Mr. JOHNSON of South Dakota. Mr. President, the Banking Committee has
jurisdiction over economic, trade, banking, and financial sanctions.
During the last year, I have worked with my colleagues in Congress to
authorize the President to impose tough sanctions targeting President
Putin and his cronies, and he has enlisted our allies in that effort.
We all agree that if Putin continues to intimidate the people of
Ukraine he must face intensifying economic and political isolation.
But unlike with the sanctions bill enacted earlier this year, the
Foreign Relations Committee did not consult the Banking Committee on
this bill prior to its markup. Even so, my staff has worked
cooperatively with Foreign Relations staff in recent weeks to fix many
of the most significant textual problems which would have made its
implementation unworkable. Those negotiations have now progressed to a
point where I have been satisfied with the changes included in the
substitute amendment. While it is still not perfect and contains some
provisions
[[Page S6607]]
which in my view are unnecessary, we have made substantial progress.
The President has worked to impose punishing sanctions on Russia,
maximizing their effect on Russia while minimizing their effect on the
U.S. and Western allies. I heard personally from Secretary Lew the
administration's concern that the mandatory global energy sanctions in
a prior version of this bill could have driven a wedge between the U.S.
and our allies. They could have ensnared potentially hundreds of our
allies' businesses--including firms whose governments in Europe and
elsewhere may otherwise be working with us to isolate Russia. That
problem has now been resolved, and the substitute now gives the
President discretion to target firms involved in these activities
should he so choose.

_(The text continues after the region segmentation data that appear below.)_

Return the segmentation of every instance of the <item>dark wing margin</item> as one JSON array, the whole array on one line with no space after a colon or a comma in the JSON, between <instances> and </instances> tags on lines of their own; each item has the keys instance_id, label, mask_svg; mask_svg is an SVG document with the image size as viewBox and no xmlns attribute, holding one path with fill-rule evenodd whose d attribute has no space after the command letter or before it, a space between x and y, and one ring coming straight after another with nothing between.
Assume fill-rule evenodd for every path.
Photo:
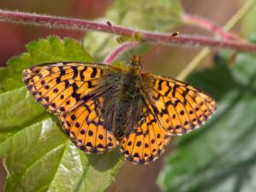
<instances>
[{"instance_id":1,"label":"dark wing margin","mask_svg":"<svg viewBox=\"0 0 256 192\"><path fill-rule=\"evenodd\" d=\"M98 79L113 67L104 64L58 62L24 70L23 81L35 99L49 112L64 113L86 101Z\"/></svg>"},{"instance_id":2,"label":"dark wing margin","mask_svg":"<svg viewBox=\"0 0 256 192\"><path fill-rule=\"evenodd\" d=\"M158 120L170 135L198 128L216 111L216 102L207 93L176 79L143 73L147 91Z\"/></svg>"},{"instance_id":3,"label":"dark wing margin","mask_svg":"<svg viewBox=\"0 0 256 192\"><path fill-rule=\"evenodd\" d=\"M129 161L148 164L163 153L170 140L150 106L145 103L137 125L120 141L120 151Z\"/></svg>"}]
</instances>

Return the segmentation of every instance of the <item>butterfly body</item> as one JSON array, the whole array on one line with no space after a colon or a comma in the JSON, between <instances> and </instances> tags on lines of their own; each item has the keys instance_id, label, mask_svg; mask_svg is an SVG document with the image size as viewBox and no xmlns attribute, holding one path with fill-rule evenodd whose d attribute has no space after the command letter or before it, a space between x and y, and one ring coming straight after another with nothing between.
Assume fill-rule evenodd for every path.
<instances>
[{"instance_id":1,"label":"butterfly body","mask_svg":"<svg viewBox=\"0 0 256 192\"><path fill-rule=\"evenodd\" d=\"M38 102L61 119L82 150L119 146L126 160L147 164L172 135L199 127L215 111L214 100L183 82L128 66L59 62L26 69L23 80Z\"/></svg>"}]
</instances>

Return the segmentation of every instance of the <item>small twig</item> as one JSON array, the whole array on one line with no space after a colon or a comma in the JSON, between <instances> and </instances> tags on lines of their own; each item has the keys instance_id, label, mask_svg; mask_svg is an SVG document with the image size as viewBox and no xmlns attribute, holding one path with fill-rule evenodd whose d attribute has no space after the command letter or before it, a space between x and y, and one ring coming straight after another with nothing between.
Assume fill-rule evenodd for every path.
<instances>
[{"instance_id":1,"label":"small twig","mask_svg":"<svg viewBox=\"0 0 256 192\"><path fill-rule=\"evenodd\" d=\"M226 32L232 29L232 27L247 13L247 11L253 7L256 3L255 0L247 1L247 3L229 20L223 29ZM211 49L204 48L177 76L177 79L184 80L189 74L194 71L198 65L211 53Z\"/></svg>"},{"instance_id":2,"label":"small twig","mask_svg":"<svg viewBox=\"0 0 256 192\"><path fill-rule=\"evenodd\" d=\"M138 45L137 41L129 41L120 44L113 51L112 51L104 60L104 63L110 64L118 58L122 53L128 51L131 49L136 48Z\"/></svg>"},{"instance_id":3,"label":"small twig","mask_svg":"<svg viewBox=\"0 0 256 192\"><path fill-rule=\"evenodd\" d=\"M37 14L27 14L23 12L14 12L0 9L0 21L17 23L22 25L32 25L36 26L47 26L50 28L62 28L85 32L95 30L113 33L113 28L116 34L139 37L142 41L160 43L166 42L166 44L183 44L188 46L210 46L218 48L234 49L241 51L256 52L256 46L247 43L240 43L231 40L216 40L212 38L180 35L170 38L169 33L151 32L139 31L119 26L110 27L107 24L97 23L86 20L41 15Z\"/></svg>"}]
</instances>

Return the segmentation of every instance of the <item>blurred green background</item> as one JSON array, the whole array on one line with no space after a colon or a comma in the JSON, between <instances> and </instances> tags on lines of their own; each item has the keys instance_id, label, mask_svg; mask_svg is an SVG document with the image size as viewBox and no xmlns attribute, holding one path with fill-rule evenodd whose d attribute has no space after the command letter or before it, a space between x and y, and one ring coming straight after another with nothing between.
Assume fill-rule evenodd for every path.
<instances>
[{"instance_id":1,"label":"blurred green background","mask_svg":"<svg viewBox=\"0 0 256 192\"><path fill-rule=\"evenodd\" d=\"M134 8L139 6L135 2L133 2ZM196 15L202 17L205 17L210 20L212 20L217 25L222 26L224 26L226 21L242 6L245 1L234 1L234 0L212 0L212 1L201 1L201 0L195 0L195 1L181 1L182 6L186 13L191 15ZM44 0L0 0L0 9L11 9L11 10L20 10L20 11L26 11L26 12L36 12L38 14L49 14L54 15L61 15L61 16L68 16L68 17L74 17L74 18L84 18L84 19L98 19L102 16L106 15L107 11L108 9L112 8L114 2L111 0L52 0L50 3L46 3ZM132 6L131 10L132 10ZM114 18L114 13L112 12L112 15ZM253 26L253 18L256 18L256 13L254 14L253 11L250 12L250 15L247 15L247 20L243 20L242 21L239 22L236 27L232 30L232 32L237 33L239 36L243 37L245 38L251 37L252 32L253 32L253 28L252 29L252 26ZM135 15L136 17L136 15ZM108 20L108 17L104 20ZM148 20L150 21L150 20ZM118 21L116 21L118 22ZM253 23L252 23L253 22ZM129 25L129 24L127 24ZM155 28L153 29L154 31L160 31L165 30L160 29L164 25L155 26ZM137 27L137 26L136 26ZM189 34L201 34L206 36L212 35L209 32L206 32L203 29L195 27L195 26L188 26L184 25L177 26L175 28L173 26L169 26L169 32L173 31L179 31L181 33L189 33ZM38 40L38 38L46 38L47 36L54 34L58 35L60 37L71 37L73 38L77 39L78 41L81 41L84 37L84 34L82 32L72 32L67 30L60 30L60 29L48 29L44 27L34 27L34 26L18 26L18 25L12 25L12 24L6 24L6 23L0 23L0 64L2 67L5 66L6 61L14 55L19 55L26 50L25 44L32 40ZM93 34L90 34L93 35ZM84 38L86 41L86 38ZM114 41L114 39L113 39ZM88 42L87 42L88 44ZM86 42L85 42L86 47ZM91 52L95 51L93 48L90 48L89 51L91 49ZM160 73L162 75L169 76L169 77L175 77L178 74L178 73L191 61L194 56L201 50L201 48L197 47L166 47L161 46L160 48L157 49L154 52L150 54L145 54L143 56L143 67L146 70L150 72L154 72L156 73ZM102 50L98 50L101 52ZM223 115L225 114L225 110L227 108L226 106L233 103L233 100L236 101L241 101L241 102L236 102L238 105L233 109L236 112L239 112L238 113L228 113L227 117L221 119L221 114L218 113L218 118L215 118L212 121L211 121L211 131L216 130L218 131L219 130L226 130L226 132L221 132L221 134L227 134L225 137L229 137L229 133L230 131L236 131L239 136L239 130L236 129L236 125L238 125L241 120L246 118L245 115L240 117L239 113L244 113L244 114L250 113L253 116L253 113L255 113L254 108L250 108L249 103L255 102L254 100L254 88L253 83L247 84L247 82L253 81L250 78L254 77L255 69L251 67L253 62L254 65L256 64L256 60L253 55L247 58L247 55L241 55L238 56L237 63L234 67L234 71L231 73L229 71L229 68L226 67L225 64L229 63L229 59L230 57L230 53L229 52L222 52L218 56L216 56L216 52L218 52L218 49L212 49L212 55L208 56L206 60L203 61L202 65L201 65L201 68L198 70L201 70L206 67L210 67L212 66L212 63L215 62L215 67L212 70L210 71L203 71L199 73L195 73L189 79L189 82L194 82L195 84L198 84L201 88L204 88L204 90L208 90L213 96L217 97L218 100L220 101L220 110L223 113ZM97 53L95 53L96 55ZM104 55L102 53L102 56ZM94 56L94 55L93 55ZM215 60L213 61L213 56ZM100 54L96 56L98 60L97 61L101 61L102 57ZM224 65L223 64L224 63ZM246 67L244 67L246 66ZM246 67L246 68L243 68ZM216 80L218 79L218 81ZM237 83L237 80L241 80L244 82L244 84L241 84ZM230 82L227 84L223 84L223 82ZM235 83L234 83L235 82ZM253 85L252 85L253 84ZM231 89L232 88L232 89ZM236 88L236 89L235 89ZM229 92L231 96L224 95L224 90L231 90L232 91ZM250 90L249 96L240 96L239 93L241 91L246 92ZM238 91L236 93L236 91ZM221 92L221 94L220 94ZM229 95L228 94L228 95ZM250 95L251 94L251 95ZM229 97L230 96L230 97ZM240 97L239 97L240 96ZM249 100L247 98L249 97ZM255 97L256 98L256 97ZM243 99L244 102L247 105L243 105ZM247 106L248 104L248 106ZM245 107L246 106L246 107ZM241 108L240 108L241 107ZM236 120L232 121L233 119ZM215 123L218 121L218 123ZM252 119L252 130L253 131L254 123ZM235 122L235 123L234 123ZM213 124L213 125L212 125ZM222 127L222 125L232 125L230 126ZM232 127L233 126L233 127ZM244 126L243 124L239 125L240 127ZM231 128L234 129L231 129ZM247 129L245 127L245 131ZM249 134L250 131L253 132L250 129L247 130ZM190 134L188 138L185 137L184 139L182 141L177 141L175 144L170 144L164 155L160 158L160 160L156 160L155 162L150 164L149 166L135 166L132 164L126 163L125 164L118 174L115 177L115 182L113 182L107 189L107 191L120 191L120 192L128 192L128 191L140 191L140 192L148 192L148 191L161 191L161 189L166 191L230 191L229 186L224 188L219 187L212 188L213 183L208 183L207 181L204 180L204 177L207 177L209 175L210 178L214 178L213 183L221 183L221 179L226 179L229 177L226 175L232 175L232 173L228 172L215 172L207 168L201 168L201 166L203 164L200 164L200 159L207 159L207 155L206 154L208 153L207 148L201 148L199 146L205 144L209 140L212 140L212 143L215 143L216 145L222 144L225 146L224 143L219 141L217 136L213 136L209 131L209 135L207 134L205 137L200 137L201 135L204 135L201 131L195 131L195 134ZM247 132L241 133L247 135ZM197 136L198 135L198 136ZM199 138L196 141L196 137ZM224 135L222 135L223 137ZM238 137L237 136L237 137ZM232 136L233 137L233 136ZM236 137L236 136L234 136ZM248 139L246 137L241 139ZM254 138L252 137L252 140ZM225 138L224 138L225 140ZM232 140L233 141L233 140ZM234 143L236 142L234 140ZM230 142L231 143L231 142ZM188 144L189 143L189 144ZM189 145L191 143L191 145ZM214 144L212 144L214 145ZM235 152L230 152L230 157L227 157L228 160L236 158L234 154L239 156L241 153L241 151L244 151L245 149L248 148L247 145L252 145L253 143L244 143L245 146L239 146L239 149L236 150ZM174 147L175 146L175 147ZM177 152L172 156L173 148L177 148ZM192 147L191 147L192 146ZM209 143L210 146L210 143ZM234 144L234 146L236 146ZM254 145L255 146L255 145ZM197 148L201 151L201 153L195 153ZM218 154L219 151L217 148L213 150L214 153ZM191 150L191 151L189 151ZM225 148L225 150L228 150ZM225 151L224 150L224 151ZM226 153L228 153L228 150ZM252 148L252 153L254 151ZM224 153L223 151L221 151ZM189 154L195 154L195 157L191 157ZM210 153L211 154L211 153ZM170 155L166 158L166 156ZM206 156L206 157L205 157ZM164 170L160 173L160 177L159 177L159 174L160 171L163 169L163 160L166 159L166 165ZM239 159L239 158L238 158ZM215 160L215 159L214 159ZM195 160L195 161L193 161ZM252 162L251 162L252 161ZM252 166L254 166L254 160L251 160L250 165ZM214 164L216 163L216 164ZM222 170L227 168L229 163L227 162L212 162L218 169ZM234 163L234 166L230 166L230 170L232 171L236 167L236 162ZM246 164L246 162L244 162ZM168 166L172 165L172 166ZM241 164L242 165L242 164ZM0 191L3 191L3 186L5 182L6 173L2 166L1 164L1 171L0 171ZM175 167L176 166L176 167ZM241 167L244 167L240 165ZM240 167L239 166L239 167ZM173 168L175 167L175 168ZM194 167L195 170L191 171L191 167ZM198 168L198 169L196 169ZM247 167L248 169L251 168L250 166ZM230 172L231 172L230 171ZM243 172L243 169L241 170ZM193 174L192 174L193 172ZM177 174L175 174L177 173ZM216 173L217 176L213 176ZM209 174L209 175L208 175ZM247 175L246 177L250 177ZM255 174L255 173L254 173ZM239 177L240 176L241 177ZM231 185L234 183L237 183L238 187L234 187L234 190L232 191L255 191L253 190L253 187L249 189L244 189L241 188L239 185L239 178L243 179L244 177L241 177L240 174L237 176L237 181L226 183L227 185ZM199 177L198 180L195 179L195 177ZM252 176L253 177L253 176ZM158 178L159 177L159 178ZM218 179L217 179L218 178ZM169 180L172 179L172 182ZM194 180L195 179L195 180ZM157 180L159 185L161 187L160 188L157 184ZM236 180L236 179L235 179ZM252 180L252 177L250 178ZM212 185L211 185L212 184ZM183 187L181 187L183 186ZM179 190L177 190L179 189ZM224 190L224 189L228 189Z\"/></svg>"}]
</instances>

I am confident he will now be able to implement
these measures in a way which is sensitive to the concerns of our
allies, and which can protect innocent U.S. investors in pension funds,
mutual funds, and emerging market funds which hold stock in European,
Asian or other firms subject to potential sanction under the bill.
Sanctions should offer the President flexibility to continue to work
with allies to maximize pressure on Russia as its economy reels under
the stress of sanctions, falling world oil prices, and a falling ruble.
I support the aid to Ukraine authorized in this bill, and I support
further sanctions on Russia that will not drive a wedge between the
U.S. and our allies, that will protect innocent U.S. investors, and
that can be implemented with minimal confusion or delay. I am glad we
were able finally to reach agreement on the bill and appreciate the
cooperation of my colleagues in this effort.
Mr. DURBIN. I further ask unanimous consent that the committee-
reported amendments be withdrawn; the Menendez-Corker substitute
amendment, which is at the desk, be agreed to; the bill, as amended, be
read a third time; and the Senate proceed to vote on passage of the
bill, as amended.
The PRESIDING OFFICER. Is there objection?
Without objection, it is so ordered.
The committee-reported amendments were withdrawn.
The amendment (No. 4092) in the nature of a substitute was agreed to.
(The amendment is printed in today's Record under ``Text of
Amendments.'')
The bill was ordered to be engrossed for a third reading and was read
the third time.
The PRESIDING OFFICER. If there is no further debate, the bill having
been read the third time, the question is, Shall it pass?
The bill (S. 2828), as amended, was passed.
Mr. DURBIN. Mr. President, I ask unanimous consent that the motion to
reconsider be considered made and laid upon the table.
The PRESIDING OFFICER. Without objection, it is so ordered.